Harlow hebt ihr Kinn an und sieht mich durchdringend an. „Verlass das Team nicht.“

„Den Preis kann ich leider nicht zahlen“, antworte ich, ohne zu zögern.

Sie nickt verständnisvoll. „Ich schicke dir eine Rechnung.“

Ich bezweifele ernsthaft, dass ich eine sehen werde. Sie betrachtet mich durch unsere gemeinsame Verbindung zu Stone als Familienmitglied.

„Ich bin dir für deine Hilfe sehr dankbar. Und deinem Vater auch, wenn du ihm das bitte weitergibst.

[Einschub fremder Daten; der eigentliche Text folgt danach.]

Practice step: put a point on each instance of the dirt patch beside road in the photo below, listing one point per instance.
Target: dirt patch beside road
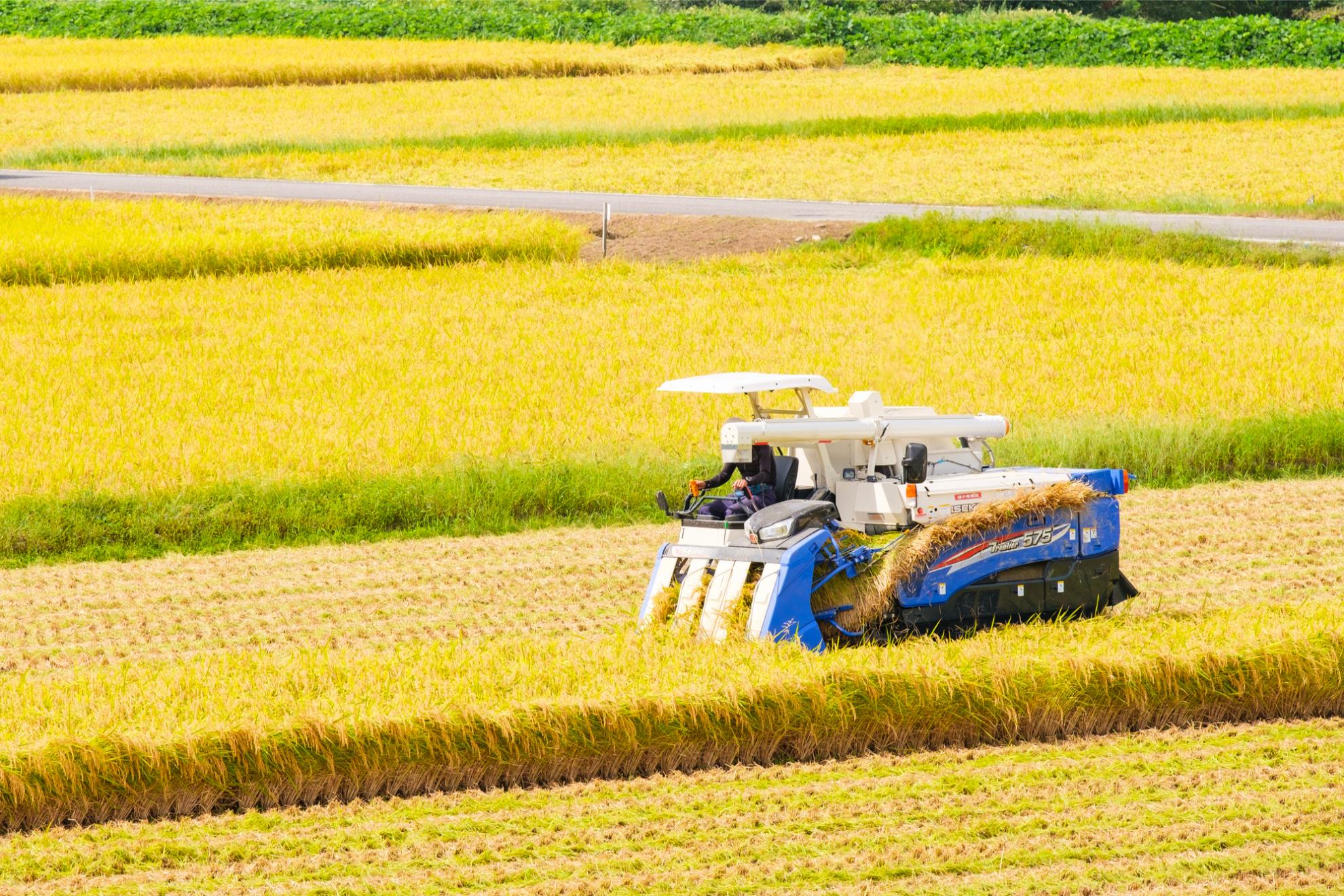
(676, 237)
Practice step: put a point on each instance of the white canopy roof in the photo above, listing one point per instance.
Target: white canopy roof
(743, 384)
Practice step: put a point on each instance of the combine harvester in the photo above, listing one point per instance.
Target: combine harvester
(872, 469)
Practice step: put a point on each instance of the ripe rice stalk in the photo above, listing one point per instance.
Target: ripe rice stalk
(182, 61)
(872, 594)
(445, 716)
(49, 241)
(1285, 167)
(61, 129)
(1142, 808)
(130, 388)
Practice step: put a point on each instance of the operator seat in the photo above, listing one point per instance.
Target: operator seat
(785, 476)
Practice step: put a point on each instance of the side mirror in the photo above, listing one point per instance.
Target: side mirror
(914, 465)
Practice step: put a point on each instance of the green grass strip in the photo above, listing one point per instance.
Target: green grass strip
(806, 129)
(945, 237)
(863, 29)
(479, 498)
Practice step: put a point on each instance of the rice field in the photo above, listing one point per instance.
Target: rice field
(210, 120)
(70, 241)
(908, 134)
(1230, 809)
(191, 692)
(334, 373)
(1286, 167)
(295, 375)
(30, 64)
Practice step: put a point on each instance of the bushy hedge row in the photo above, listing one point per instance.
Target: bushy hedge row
(920, 38)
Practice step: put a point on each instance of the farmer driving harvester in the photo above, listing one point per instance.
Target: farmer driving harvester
(753, 491)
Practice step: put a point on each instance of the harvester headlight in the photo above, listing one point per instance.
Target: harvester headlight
(776, 531)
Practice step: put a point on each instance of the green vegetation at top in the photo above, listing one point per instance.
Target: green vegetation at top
(866, 30)
(942, 236)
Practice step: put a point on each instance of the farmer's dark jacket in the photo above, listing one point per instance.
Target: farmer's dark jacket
(758, 472)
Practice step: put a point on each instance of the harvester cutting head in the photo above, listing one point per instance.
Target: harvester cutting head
(866, 492)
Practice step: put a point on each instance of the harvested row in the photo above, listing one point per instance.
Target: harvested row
(60, 128)
(223, 381)
(1281, 542)
(244, 730)
(71, 241)
(1230, 809)
(30, 64)
(1281, 167)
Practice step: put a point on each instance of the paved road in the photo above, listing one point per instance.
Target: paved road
(1235, 227)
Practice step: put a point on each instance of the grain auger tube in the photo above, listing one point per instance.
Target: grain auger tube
(886, 519)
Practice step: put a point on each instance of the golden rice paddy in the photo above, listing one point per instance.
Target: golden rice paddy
(299, 375)
(185, 61)
(1231, 809)
(69, 241)
(1260, 164)
(1189, 550)
(31, 123)
(246, 680)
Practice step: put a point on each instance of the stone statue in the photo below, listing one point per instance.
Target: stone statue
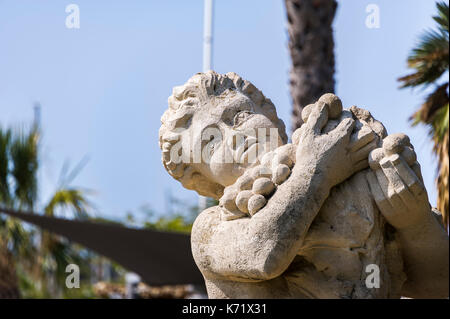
(341, 212)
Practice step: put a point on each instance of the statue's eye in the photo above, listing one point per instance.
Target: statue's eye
(240, 117)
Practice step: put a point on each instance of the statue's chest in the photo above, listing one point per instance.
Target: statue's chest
(344, 238)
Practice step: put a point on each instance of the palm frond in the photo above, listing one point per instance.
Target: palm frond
(71, 198)
(430, 56)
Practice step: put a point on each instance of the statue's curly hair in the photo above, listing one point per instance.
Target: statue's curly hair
(191, 97)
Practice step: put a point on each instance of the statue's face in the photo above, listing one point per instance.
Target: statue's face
(233, 134)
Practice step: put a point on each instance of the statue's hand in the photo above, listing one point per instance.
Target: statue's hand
(396, 183)
(330, 142)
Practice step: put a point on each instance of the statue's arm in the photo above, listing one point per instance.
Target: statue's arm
(263, 246)
(400, 195)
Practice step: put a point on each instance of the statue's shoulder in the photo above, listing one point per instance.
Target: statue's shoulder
(205, 223)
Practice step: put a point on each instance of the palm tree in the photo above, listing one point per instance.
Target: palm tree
(312, 52)
(18, 190)
(429, 59)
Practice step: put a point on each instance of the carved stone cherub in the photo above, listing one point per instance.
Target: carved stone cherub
(300, 220)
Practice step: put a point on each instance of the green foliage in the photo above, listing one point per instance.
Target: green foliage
(430, 57)
(36, 261)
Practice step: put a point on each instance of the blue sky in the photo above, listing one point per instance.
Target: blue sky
(104, 87)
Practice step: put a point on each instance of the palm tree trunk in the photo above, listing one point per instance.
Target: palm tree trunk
(8, 280)
(312, 52)
(442, 149)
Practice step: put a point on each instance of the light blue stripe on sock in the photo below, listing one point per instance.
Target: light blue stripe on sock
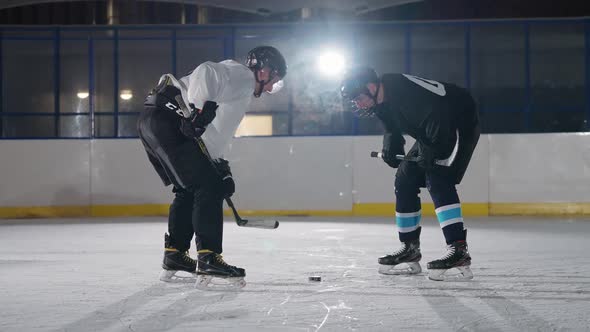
(405, 222)
(449, 214)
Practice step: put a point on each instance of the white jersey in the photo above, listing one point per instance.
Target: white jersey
(228, 83)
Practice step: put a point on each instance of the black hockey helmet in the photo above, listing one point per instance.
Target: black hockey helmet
(267, 56)
(355, 83)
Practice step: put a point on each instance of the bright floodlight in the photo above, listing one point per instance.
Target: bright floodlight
(126, 94)
(331, 63)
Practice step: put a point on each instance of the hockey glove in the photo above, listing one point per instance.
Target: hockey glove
(391, 147)
(389, 159)
(194, 126)
(426, 158)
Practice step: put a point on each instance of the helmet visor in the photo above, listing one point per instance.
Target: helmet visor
(276, 87)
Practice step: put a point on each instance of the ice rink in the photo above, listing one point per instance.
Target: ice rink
(531, 274)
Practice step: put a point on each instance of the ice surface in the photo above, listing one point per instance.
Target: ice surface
(102, 275)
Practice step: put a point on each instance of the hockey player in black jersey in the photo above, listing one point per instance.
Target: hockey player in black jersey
(443, 119)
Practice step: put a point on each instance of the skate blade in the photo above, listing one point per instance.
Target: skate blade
(459, 273)
(171, 276)
(214, 283)
(401, 269)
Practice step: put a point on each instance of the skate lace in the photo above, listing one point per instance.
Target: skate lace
(450, 252)
(187, 258)
(400, 250)
(220, 260)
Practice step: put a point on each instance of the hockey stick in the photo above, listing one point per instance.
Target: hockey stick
(256, 223)
(375, 154)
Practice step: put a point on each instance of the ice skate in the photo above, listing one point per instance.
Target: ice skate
(404, 261)
(457, 261)
(178, 266)
(214, 273)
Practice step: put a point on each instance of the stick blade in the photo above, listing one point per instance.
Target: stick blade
(259, 223)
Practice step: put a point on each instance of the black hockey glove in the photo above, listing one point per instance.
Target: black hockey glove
(194, 126)
(389, 159)
(228, 186)
(426, 158)
(391, 147)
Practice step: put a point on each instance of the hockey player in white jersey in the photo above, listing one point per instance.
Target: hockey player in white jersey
(208, 104)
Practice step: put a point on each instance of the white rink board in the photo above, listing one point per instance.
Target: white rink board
(285, 173)
(291, 173)
(122, 174)
(44, 172)
(540, 168)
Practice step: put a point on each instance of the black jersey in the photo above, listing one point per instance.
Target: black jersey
(429, 111)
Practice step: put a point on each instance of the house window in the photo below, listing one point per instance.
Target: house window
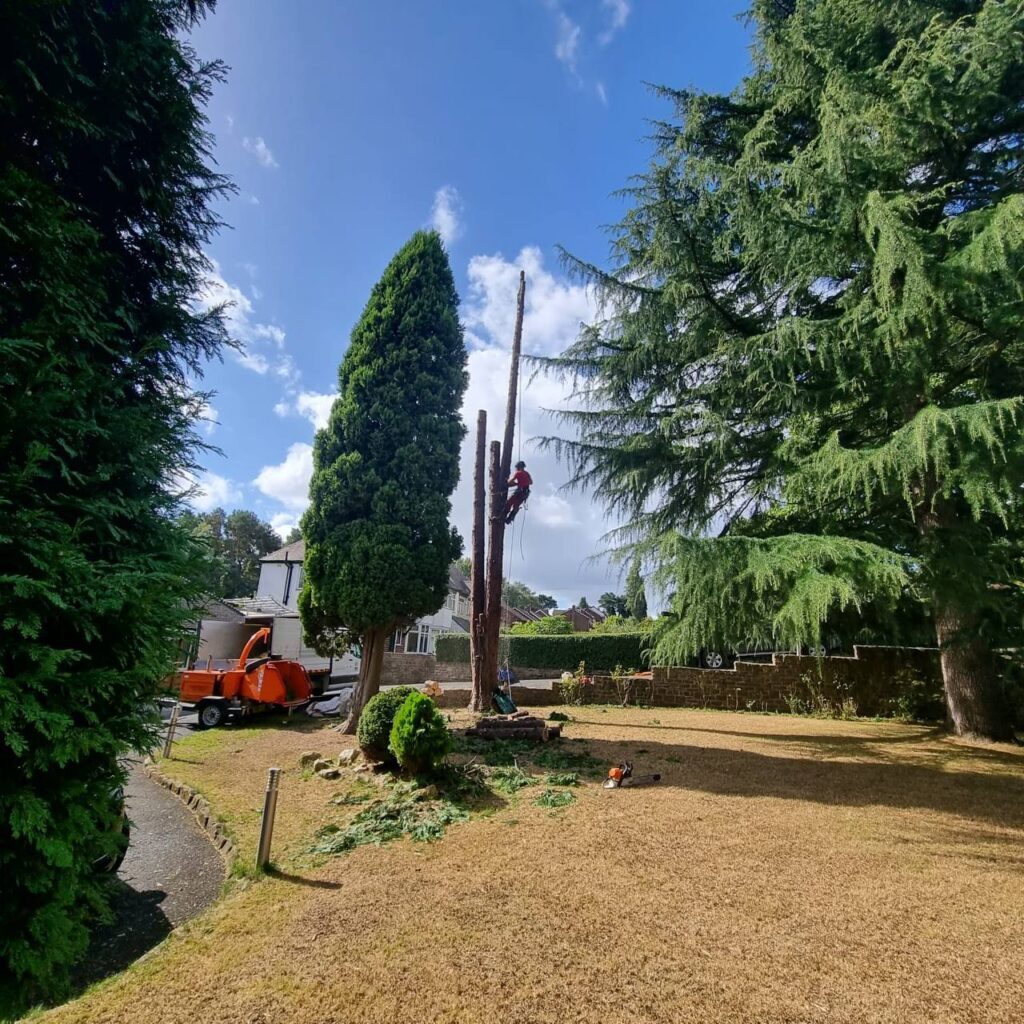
(420, 640)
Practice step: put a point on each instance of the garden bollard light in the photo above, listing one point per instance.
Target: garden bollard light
(266, 825)
(171, 726)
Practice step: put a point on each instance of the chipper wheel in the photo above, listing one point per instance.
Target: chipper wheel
(210, 714)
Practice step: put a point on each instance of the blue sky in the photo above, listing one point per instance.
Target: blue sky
(349, 125)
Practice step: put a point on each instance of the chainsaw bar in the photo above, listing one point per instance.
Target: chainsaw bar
(612, 783)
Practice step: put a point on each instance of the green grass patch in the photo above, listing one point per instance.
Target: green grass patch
(399, 813)
(562, 778)
(555, 798)
(509, 779)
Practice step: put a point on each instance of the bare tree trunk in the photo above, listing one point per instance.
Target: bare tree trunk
(488, 671)
(969, 669)
(477, 633)
(369, 682)
(969, 676)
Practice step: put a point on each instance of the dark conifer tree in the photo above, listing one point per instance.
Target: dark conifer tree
(813, 342)
(105, 194)
(379, 543)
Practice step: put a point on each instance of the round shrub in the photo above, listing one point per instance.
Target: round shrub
(374, 730)
(419, 736)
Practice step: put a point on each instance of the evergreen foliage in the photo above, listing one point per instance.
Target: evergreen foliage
(811, 338)
(548, 627)
(105, 195)
(612, 604)
(378, 540)
(236, 544)
(419, 736)
(374, 732)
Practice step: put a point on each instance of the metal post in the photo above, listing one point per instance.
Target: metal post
(266, 825)
(171, 726)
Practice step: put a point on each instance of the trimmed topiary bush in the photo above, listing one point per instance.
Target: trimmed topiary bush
(419, 736)
(374, 732)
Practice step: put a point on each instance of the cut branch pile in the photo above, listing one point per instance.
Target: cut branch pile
(519, 725)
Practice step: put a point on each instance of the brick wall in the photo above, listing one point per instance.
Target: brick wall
(875, 680)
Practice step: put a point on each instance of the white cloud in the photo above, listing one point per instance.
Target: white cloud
(567, 44)
(253, 351)
(619, 12)
(315, 407)
(553, 511)
(207, 491)
(284, 522)
(258, 147)
(446, 213)
(207, 415)
(288, 481)
(270, 332)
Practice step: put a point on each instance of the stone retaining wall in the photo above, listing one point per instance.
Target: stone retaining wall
(413, 670)
(200, 808)
(524, 696)
(873, 681)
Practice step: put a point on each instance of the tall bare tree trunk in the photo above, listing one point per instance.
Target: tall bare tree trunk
(969, 670)
(969, 676)
(479, 700)
(369, 682)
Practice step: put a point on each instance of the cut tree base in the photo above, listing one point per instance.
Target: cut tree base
(520, 725)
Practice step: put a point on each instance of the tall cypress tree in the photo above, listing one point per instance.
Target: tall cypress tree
(104, 206)
(813, 346)
(378, 540)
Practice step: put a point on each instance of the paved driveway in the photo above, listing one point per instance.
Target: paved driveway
(170, 872)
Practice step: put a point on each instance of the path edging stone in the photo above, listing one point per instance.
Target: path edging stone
(201, 810)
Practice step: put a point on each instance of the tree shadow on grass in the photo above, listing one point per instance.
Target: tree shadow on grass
(137, 926)
(860, 744)
(299, 880)
(977, 796)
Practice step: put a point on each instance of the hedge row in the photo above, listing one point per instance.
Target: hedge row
(600, 651)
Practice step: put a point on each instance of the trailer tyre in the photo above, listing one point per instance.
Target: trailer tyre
(210, 714)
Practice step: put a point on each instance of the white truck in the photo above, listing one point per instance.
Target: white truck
(220, 642)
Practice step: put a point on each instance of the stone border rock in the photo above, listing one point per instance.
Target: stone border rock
(200, 807)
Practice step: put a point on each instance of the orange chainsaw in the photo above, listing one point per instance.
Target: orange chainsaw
(622, 775)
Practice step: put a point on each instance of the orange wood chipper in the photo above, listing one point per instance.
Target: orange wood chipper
(250, 685)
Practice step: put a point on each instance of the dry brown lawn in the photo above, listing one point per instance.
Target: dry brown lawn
(784, 870)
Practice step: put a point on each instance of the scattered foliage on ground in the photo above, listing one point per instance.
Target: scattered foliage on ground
(555, 798)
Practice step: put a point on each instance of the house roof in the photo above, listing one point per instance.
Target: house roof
(259, 606)
(294, 552)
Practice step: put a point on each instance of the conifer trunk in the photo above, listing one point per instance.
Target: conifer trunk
(369, 682)
(969, 676)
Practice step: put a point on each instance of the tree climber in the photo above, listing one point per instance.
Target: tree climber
(521, 480)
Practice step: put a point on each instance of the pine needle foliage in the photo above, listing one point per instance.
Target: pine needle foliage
(105, 204)
(811, 337)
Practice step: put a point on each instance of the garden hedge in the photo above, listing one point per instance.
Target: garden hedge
(601, 652)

Ich besorge dir das signierte Trikot, damit du es ihm so schnell wie möglich geben kannst.“

„Er wird begeistert sein“, versichert sie mir. Wir stehen vom Tisch auf, und als wir zur Tür gehen, fragt sie: „Verkaufst du deine Wohnung hier in Pittsburgh?“

„Ja, ich habe einen Makler engagiert, der sie sich ansieht. Ich muss erst die Innenräume neu streichen lassen, aber dann wird sie auf den Markt kommen. Ich fände es toll, wenn du dich um die rechtlichen Dinge kümmern würdest, wenn es dir nichts ausmacht.“

Harlow lacht. „Es macht mir nichts aus, Geld zu verdienen. Wird gemacht. Hey, magst du noch mit mir und Stone essen gehen?“

„Nein“, sage ich und stecke meine Hände in die Taschen. „Ich habe eine lange Fahrt vor mir.“

Sie legt den Kopf schief und sieht mich mit einer Mischung aus Sympathie und Frustration an. „Okay. Ich weiß, dass Stone gern etwas Zeit mit dir verbringen würde, aber …“

„Ehrlich, wenn die Fahrt nicht wäre …“

„Wir wissen beide, dass du trotzdem ablehnen würdest.“ Sie senkt den Kopf und sieht mich mit dem gleichen Blick an, den meine Lehrerin in der dritten Klasse, Ms. Vail, mir immer zugeworfen hat, wenn ich versucht habe, mich aus einer Sache herauszureden.

„Aber danke für die Einladung“, sage ich neutral und gehe zur Tür. „Sag bitte Stone auf Wiedersehen von mir.“

„Mache ich. Pass auf dich auf.“

Ich nicke Harlow zu und verlasse ihr Büro. Jetzt bin ich der brandneue Besitzer einer Blockhütte in einer verschlafenen Stadt, in der ich mich für eine ganze Weile von der Welt abkapseln werde.

Kapitel 4

Coen

Es ist die erste Juliwoche, und der Sommer ist in vollem Gange. Ich habe mich während des Feiertags am vierten Juli verkrochen, auf die Feierlichkeiten der Stadt mit Feuerwerk verzichtet und mir zum zehnten Mal John Wick angesehen.

Die Sonne brennt auf meinen nackten Rücken, während ich auf einen verrotteten Baumstumpf in meinem Garten einhacke. Es ist der einzige Teil des gesamten Grundstücks, der direkte Sonne abbekommt, da fünfundneunzig Prozent des Grundstücks natürlich bewaldet sind.

Aber einer der Vorbesitzer – entweder Brooks oder ein anderer – hat beschlossen, im hinteren Teil eine Landschaftsoase mit dichtem grünen Gras, fachmännisch platzierten Büschen und Pflanzen sowie mit einer stufenförmigen Terrasse und einem Koi-Teich anzulegen.

Derzeit versuche ich, einen Stumpf zu zerkleinern, der von einem umgestürzten Baum übrig geblieben ist. Sowohl der vordere als auch der hintere Garten wurden seit Langem nicht mehr richtig gepflegt. Nicht, dass ich wüsste, was ich tue, aber ich erkenne Unkraut und invasive Ranken, die sich durch die guten Pflanzen geschlichen haben.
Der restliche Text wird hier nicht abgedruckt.